As widely expected, earlier today, the Securities and Exchange Commission approved a proxy access rule by a 3-2 vote. The new rule will allow stockholders of a public company who meet specified eligibility criteria to require the company to include the stockholders' nominees for election to the company's board of directors in the company's proxy materials. The new proxy access rule will apply to all public companies, including registered investment companies, other than debt-only companies and foreign private issuers. The rule will not be implemented, however, for smaller reporting companies until 2013.
The SEC proposed the proxy access rule, by the same divided 3-2 margin, in May 2009—marking the third time in less than 10 years that the SEC had placed the question of proxy access on its agenda. In July 2010, the Dodd-Frank Act confirmed the SEC's authority to issue a proxy access rule, but left the details of the rule to the SEC's discretion.

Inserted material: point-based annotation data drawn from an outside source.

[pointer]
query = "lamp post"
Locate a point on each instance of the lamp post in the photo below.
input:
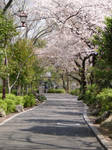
(23, 18)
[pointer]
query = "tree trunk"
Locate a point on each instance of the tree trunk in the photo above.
(63, 80)
(19, 90)
(4, 89)
(68, 84)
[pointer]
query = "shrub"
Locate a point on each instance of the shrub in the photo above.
(105, 99)
(29, 101)
(56, 91)
(75, 92)
(19, 100)
(91, 93)
(11, 106)
(41, 98)
(3, 105)
(11, 96)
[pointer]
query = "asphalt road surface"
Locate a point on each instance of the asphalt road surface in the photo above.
(57, 124)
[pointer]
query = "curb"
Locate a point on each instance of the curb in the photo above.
(1, 124)
(97, 134)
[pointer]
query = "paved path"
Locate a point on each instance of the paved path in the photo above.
(55, 125)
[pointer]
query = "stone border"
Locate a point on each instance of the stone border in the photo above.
(98, 135)
(15, 115)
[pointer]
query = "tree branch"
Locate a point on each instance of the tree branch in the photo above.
(7, 6)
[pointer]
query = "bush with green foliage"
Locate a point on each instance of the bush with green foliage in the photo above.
(104, 99)
(11, 106)
(91, 93)
(56, 91)
(41, 98)
(3, 105)
(75, 92)
(29, 101)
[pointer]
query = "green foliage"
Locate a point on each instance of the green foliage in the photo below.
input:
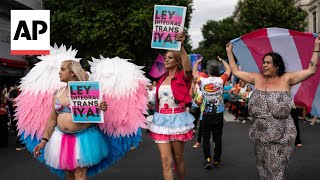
(111, 28)
(253, 15)
(257, 14)
(216, 35)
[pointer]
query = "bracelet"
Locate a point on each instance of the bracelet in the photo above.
(45, 139)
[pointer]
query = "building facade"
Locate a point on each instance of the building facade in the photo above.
(312, 7)
(12, 67)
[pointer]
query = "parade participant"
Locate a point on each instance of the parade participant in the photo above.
(172, 126)
(78, 150)
(69, 138)
(273, 132)
(212, 122)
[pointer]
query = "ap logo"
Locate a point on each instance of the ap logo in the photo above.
(30, 32)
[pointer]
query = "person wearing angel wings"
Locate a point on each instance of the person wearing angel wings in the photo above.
(70, 138)
(45, 124)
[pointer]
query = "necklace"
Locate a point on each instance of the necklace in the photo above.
(67, 93)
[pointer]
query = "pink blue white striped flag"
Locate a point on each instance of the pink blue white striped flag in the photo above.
(296, 49)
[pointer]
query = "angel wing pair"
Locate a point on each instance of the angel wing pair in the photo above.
(127, 102)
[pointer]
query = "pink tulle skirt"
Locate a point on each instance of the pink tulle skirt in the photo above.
(171, 137)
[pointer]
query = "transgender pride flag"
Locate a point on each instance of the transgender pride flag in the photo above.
(296, 49)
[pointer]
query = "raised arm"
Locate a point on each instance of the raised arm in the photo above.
(195, 68)
(186, 64)
(245, 76)
(298, 76)
(226, 65)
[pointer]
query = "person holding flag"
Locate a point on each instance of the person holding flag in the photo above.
(273, 131)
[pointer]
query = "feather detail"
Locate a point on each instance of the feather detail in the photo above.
(123, 87)
(34, 104)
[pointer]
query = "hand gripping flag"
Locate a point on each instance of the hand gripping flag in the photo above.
(296, 51)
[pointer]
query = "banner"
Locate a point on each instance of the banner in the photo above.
(157, 69)
(84, 101)
(193, 58)
(296, 51)
(168, 21)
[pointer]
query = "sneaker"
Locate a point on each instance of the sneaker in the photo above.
(217, 164)
(207, 163)
(20, 148)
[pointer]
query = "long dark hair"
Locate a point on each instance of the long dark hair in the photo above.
(277, 62)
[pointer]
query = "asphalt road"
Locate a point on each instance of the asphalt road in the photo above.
(143, 163)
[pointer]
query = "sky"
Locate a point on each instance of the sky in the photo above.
(204, 10)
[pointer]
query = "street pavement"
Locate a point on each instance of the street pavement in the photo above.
(143, 163)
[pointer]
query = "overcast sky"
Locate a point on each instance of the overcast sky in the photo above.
(208, 10)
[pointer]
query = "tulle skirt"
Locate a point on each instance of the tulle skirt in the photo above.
(171, 127)
(89, 148)
(68, 151)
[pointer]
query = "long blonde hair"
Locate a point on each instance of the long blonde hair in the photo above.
(76, 68)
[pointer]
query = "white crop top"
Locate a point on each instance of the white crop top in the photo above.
(166, 97)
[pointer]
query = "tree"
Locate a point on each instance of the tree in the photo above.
(257, 14)
(216, 35)
(111, 28)
(252, 15)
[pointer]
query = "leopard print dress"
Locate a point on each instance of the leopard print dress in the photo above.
(273, 132)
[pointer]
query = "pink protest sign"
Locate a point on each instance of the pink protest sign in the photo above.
(168, 21)
(84, 101)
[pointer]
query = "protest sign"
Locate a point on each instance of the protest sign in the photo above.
(168, 21)
(84, 101)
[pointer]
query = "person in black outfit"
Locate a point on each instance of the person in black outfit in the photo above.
(295, 117)
(212, 94)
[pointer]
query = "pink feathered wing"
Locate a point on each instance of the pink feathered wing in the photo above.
(125, 115)
(33, 111)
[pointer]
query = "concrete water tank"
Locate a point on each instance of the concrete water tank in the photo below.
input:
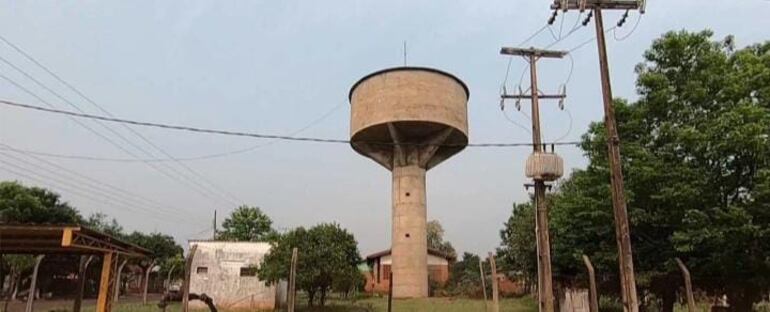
(408, 120)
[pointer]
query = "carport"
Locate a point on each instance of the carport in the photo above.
(71, 240)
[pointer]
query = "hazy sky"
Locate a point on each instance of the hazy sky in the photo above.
(275, 67)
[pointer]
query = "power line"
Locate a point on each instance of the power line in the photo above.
(100, 108)
(111, 200)
(130, 153)
(245, 134)
(97, 184)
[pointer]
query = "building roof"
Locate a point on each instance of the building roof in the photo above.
(431, 251)
(62, 239)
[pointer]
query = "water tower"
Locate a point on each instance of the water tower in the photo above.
(408, 120)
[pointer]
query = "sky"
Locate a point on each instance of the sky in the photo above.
(278, 67)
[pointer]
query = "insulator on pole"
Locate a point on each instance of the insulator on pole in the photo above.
(588, 18)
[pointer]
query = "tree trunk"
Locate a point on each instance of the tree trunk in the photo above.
(668, 300)
(310, 297)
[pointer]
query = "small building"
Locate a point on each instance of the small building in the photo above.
(227, 272)
(378, 276)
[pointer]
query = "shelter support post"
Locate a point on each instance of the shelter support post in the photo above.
(107, 282)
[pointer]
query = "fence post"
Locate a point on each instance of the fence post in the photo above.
(186, 281)
(592, 292)
(483, 281)
(495, 294)
(33, 283)
(390, 291)
(291, 295)
(82, 272)
(687, 285)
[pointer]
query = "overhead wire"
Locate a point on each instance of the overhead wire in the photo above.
(136, 199)
(103, 110)
(245, 134)
(106, 198)
(102, 136)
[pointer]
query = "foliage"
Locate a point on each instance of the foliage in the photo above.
(327, 255)
(99, 222)
(435, 233)
(247, 224)
(465, 279)
(518, 252)
(696, 160)
(162, 246)
(22, 204)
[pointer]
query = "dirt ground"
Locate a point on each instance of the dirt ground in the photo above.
(88, 304)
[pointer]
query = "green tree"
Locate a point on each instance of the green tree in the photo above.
(247, 224)
(696, 151)
(100, 222)
(517, 253)
(435, 234)
(327, 255)
(22, 204)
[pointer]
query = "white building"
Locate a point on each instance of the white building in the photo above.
(226, 272)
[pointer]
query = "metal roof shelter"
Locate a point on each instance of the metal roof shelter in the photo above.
(74, 240)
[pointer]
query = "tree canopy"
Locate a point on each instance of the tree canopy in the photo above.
(247, 224)
(696, 159)
(23, 204)
(435, 234)
(327, 256)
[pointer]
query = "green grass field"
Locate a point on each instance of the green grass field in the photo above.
(368, 305)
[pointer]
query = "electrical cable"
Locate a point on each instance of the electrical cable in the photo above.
(107, 188)
(626, 36)
(100, 108)
(111, 201)
(122, 148)
(247, 134)
(569, 128)
(514, 122)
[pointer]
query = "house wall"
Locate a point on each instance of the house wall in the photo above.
(222, 279)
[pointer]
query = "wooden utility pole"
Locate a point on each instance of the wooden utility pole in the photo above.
(592, 292)
(214, 226)
(186, 281)
(33, 283)
(622, 229)
(495, 289)
(82, 272)
(290, 291)
(146, 283)
(483, 280)
(687, 285)
(390, 291)
(543, 241)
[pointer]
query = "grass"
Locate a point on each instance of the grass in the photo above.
(370, 305)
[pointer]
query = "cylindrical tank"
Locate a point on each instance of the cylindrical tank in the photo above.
(409, 119)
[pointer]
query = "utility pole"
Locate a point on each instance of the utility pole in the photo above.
(622, 229)
(214, 226)
(545, 278)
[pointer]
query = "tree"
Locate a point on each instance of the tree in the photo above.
(696, 155)
(247, 224)
(465, 279)
(22, 204)
(436, 239)
(163, 248)
(99, 222)
(518, 251)
(327, 255)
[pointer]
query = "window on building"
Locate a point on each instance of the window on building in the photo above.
(248, 271)
(386, 271)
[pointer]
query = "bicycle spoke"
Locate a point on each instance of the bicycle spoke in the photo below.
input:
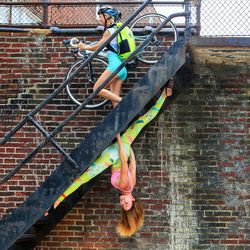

Under new Rule 14a-11, to be eligible to take advantage of proxy access, stockholders will be required to:
- own, individually or in the aggregate with other stockholders acting together as a group, at least 3% of the company's voting stock (including shares lent to others, so long as the stockholder has the right to recall the shares and will do so if the nominee is included in the proxy, and excluding shares sold short);
- have held their shares continuously for at least three years at the time they give notice of the nomination;
- nominate persons who satisfy the objective independence standards of the stock exchange on which the company's shares are listed; and
- not have the intent of changing control of the company or gaining more seats on the board than the maximum provided for in Rule 14a-11.
The proxy access rules would limit the number of directors nominated by stockholders in this manner to the greater of one director or 25% of the entire board of directors. In a change from the proposal, if the number of stockholders' nominees exceeds the number permitted to be nominated by Rule 14a-11, then preference will be given to the larger holder, not the first to nominate.
The SEC also approved amendments to Rule 14a-8 that will allow stockholders to propose additional procedures that provide greater access than new Rule 14a-11. They do not allow boards or stockholders to opt out of the minimum proxy access rights mandated by the SEC rule.
The new rules will take effect 60 days after their publication in the Federal Register. The deadline for submitting a Rule 14a-11 nominee will be 120 days before the anniversary of the mailing of the proxy statement for the company's prior annual meeting. Stockholders' ability to take advantage of Rule 14a-11 at a company's 2011 annual meeting will depend in part on when the adopting release is published and when the company mailed the proxy statement for its 2010 annual meeting. Thus, it appears that if the effective date of the new rules is more than 120 days prior to the anniversary of the mailing of the company's 2010 proxy materials, the company will be subject to the new rules at its 2011 annual meeting.
In her introductory remarks, SEC Chairman Mary L. Schapiro characterized the new rule as a "marked change to the status quo" and described proxy access for long-term significant stockholders as "a matter of fairness and accountability." Chairman Schapiro stated that the rules were the result of a compromise of competing views and noted that nominating a candidate for director did not guarantee the nominee's election to the board.
In explaining their votes against the new rules, Commissioners Kathleen L. Casey and Troy A. Paredes both offered sharp critiques of Rule 14a-11. Commissioners Casey and Paredes expressed concerns that the rule improperly displaced state corporate law and unwisely limited private ordering. Commissioner Casey also expressed concerns over what she felt was a "troubling trend" of undue SEC deference to institutional stockholders and predicted that the rule would not survive judicial scrutiny due to what she felt were its "arbitrary" thresholds and lack of convincing cost/benefit analysis.
The very existence of proxy access—let alone its actual use, the frequency of which will not be known for some time—has the potential to fundamentally alter the composition and workings of boards and the relationship between management, the board and stockholders. We intend to provide a fuller analysis of the new rules, and recommendations for steps public companies should consider in response to the new rules.
The foregoing description is based on comments made at this morning's SEC open meeting at which the rules were approved. It is subject to additional details and clarifications included in the 451-page adopting release that the SEC has already posted on its website.